Jim Brown - President and CEO
I think Dr. Lin makes a really good point. She has a very strong pharmacology team doing a lot of good work here, and I tried to hint to that in my talk. There's a potential this year that we could possibly patch together some human data plus the pharmacology data, possibly, for a poster or something, depending on how things go.
Len Yaffe - Analyst
As a follow-on, if it's okay: similarly, in acute kidney injury, drugs that have been tried in clinical trials have failed recently. The last one was an AbbVie drug, I think about three years ago, because of some side effect issues. And again, I was just wondering, because that's not the disease state widely appreciated by Wall Street, and yet it's a huge unmet medical need -- both acute and chronic kidney injury -- I was wondering if you could discuss the applicability there?
WeiQi Lin - SVP of R&D, Business Development, and Principal Scientist
Yes, actually that's very interesting. We saw many, many failed trials in the kidney diseases. As a matter of fact, when we talked to our nephrologists, they all told us AKI, for example, acute kidney injury, is not a singular disease. Quite often, it has multiple underlying diseases which induces acute kidney injury.
So when -- if a drug just targeting one specific link of the disease, typically it doesn't work, because there are so many underlying diseases happening. That's exactly we believe our drug could be potentially useful, because we target multiple organs. We target multiple pathways of the underlying diseases and then target multiple pathways regulating the pathogenesis of the disease.
Therefore, we thought that in particular that's why our compound has been shown in multiple preclinical animal disease models -- not just one, not just two -- in multiple of these models. So that's why we thought we are not only targeting the kidney, if the kidney is injured, but we are also targeting other tissues or other organs that were the underlying diseases.

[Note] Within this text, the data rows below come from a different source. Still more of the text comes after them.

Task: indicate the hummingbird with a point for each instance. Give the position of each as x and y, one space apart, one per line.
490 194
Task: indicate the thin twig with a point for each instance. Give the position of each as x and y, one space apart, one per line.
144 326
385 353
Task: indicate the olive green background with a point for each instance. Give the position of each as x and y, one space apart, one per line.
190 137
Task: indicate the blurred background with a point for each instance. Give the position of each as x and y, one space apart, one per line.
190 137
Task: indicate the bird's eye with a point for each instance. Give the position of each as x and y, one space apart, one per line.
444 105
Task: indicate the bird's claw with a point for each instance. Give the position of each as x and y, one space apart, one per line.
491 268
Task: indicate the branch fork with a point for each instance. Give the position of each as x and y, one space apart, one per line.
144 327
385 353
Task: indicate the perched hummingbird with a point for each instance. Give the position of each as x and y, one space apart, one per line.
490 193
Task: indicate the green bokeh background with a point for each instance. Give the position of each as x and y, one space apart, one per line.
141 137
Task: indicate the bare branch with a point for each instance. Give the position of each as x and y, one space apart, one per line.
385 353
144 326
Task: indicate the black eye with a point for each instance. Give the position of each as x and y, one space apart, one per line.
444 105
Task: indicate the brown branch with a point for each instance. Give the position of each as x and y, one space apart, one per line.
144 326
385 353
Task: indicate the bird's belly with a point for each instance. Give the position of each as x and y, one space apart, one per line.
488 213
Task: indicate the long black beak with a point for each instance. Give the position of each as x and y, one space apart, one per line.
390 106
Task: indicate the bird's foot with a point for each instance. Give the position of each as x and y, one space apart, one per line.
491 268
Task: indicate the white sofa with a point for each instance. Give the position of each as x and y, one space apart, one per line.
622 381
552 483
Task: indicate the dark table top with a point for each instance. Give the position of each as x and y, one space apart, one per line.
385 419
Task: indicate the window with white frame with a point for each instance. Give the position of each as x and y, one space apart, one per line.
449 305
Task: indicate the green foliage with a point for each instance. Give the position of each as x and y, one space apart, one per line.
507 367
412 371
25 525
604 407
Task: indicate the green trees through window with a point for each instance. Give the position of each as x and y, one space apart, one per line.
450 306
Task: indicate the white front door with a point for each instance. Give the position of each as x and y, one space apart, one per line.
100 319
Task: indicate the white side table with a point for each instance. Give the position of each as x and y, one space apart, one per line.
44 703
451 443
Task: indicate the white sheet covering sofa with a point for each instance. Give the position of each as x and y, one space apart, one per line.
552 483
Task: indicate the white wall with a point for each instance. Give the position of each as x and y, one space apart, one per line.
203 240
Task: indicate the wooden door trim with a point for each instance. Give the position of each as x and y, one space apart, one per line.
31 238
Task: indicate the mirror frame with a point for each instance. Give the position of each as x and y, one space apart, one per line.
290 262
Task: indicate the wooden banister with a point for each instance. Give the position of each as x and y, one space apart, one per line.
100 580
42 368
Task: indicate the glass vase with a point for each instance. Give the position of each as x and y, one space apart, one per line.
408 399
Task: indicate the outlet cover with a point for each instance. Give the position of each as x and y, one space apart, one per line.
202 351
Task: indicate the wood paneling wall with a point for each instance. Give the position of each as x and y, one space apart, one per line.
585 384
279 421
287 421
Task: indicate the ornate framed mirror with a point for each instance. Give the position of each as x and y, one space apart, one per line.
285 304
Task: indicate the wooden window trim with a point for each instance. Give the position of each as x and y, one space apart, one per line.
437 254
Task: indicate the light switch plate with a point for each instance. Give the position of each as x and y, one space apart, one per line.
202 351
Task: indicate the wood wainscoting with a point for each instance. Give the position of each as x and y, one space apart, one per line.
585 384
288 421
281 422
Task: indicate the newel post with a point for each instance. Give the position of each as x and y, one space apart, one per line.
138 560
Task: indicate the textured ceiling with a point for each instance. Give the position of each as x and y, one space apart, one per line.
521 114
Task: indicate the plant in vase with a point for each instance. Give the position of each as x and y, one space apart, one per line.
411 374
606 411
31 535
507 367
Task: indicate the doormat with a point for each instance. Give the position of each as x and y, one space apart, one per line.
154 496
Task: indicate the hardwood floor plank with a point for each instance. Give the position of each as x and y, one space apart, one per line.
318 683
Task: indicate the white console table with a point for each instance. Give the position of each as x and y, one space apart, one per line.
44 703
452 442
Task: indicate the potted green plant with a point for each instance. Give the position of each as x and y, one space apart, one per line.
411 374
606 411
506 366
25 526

Jim Brown - President and CEO
And the opportunity on the side of the renal disease, when Dr. Jato spoke a couple of quarters ago, he was feeling that it was an opportunity every bit as large as NASH, if you look at the potential to make a difference in medical and healthcare.
WeiQi Lin - SVP of R&D, Business Development, and Principal Scientist
Right.
Len Yaffe - Analyst
Great, thank you so much.
Jim Brown - President and CEO
Sure, thank you.
Operator
There are no further questions at this time. I would like to turn the call back over to Mr. Hogan for any closing remarks.
Matt Hogan - CFO
Okay. Well, thank you all for participating. And as always, if investors or analysts have further questions, please do call us. We'd be happy to be responsive. Thank you very much.
Operator
This concludes today's conference. You may disconnect your lines at this time. Thank you for your participation and have a wonderful day.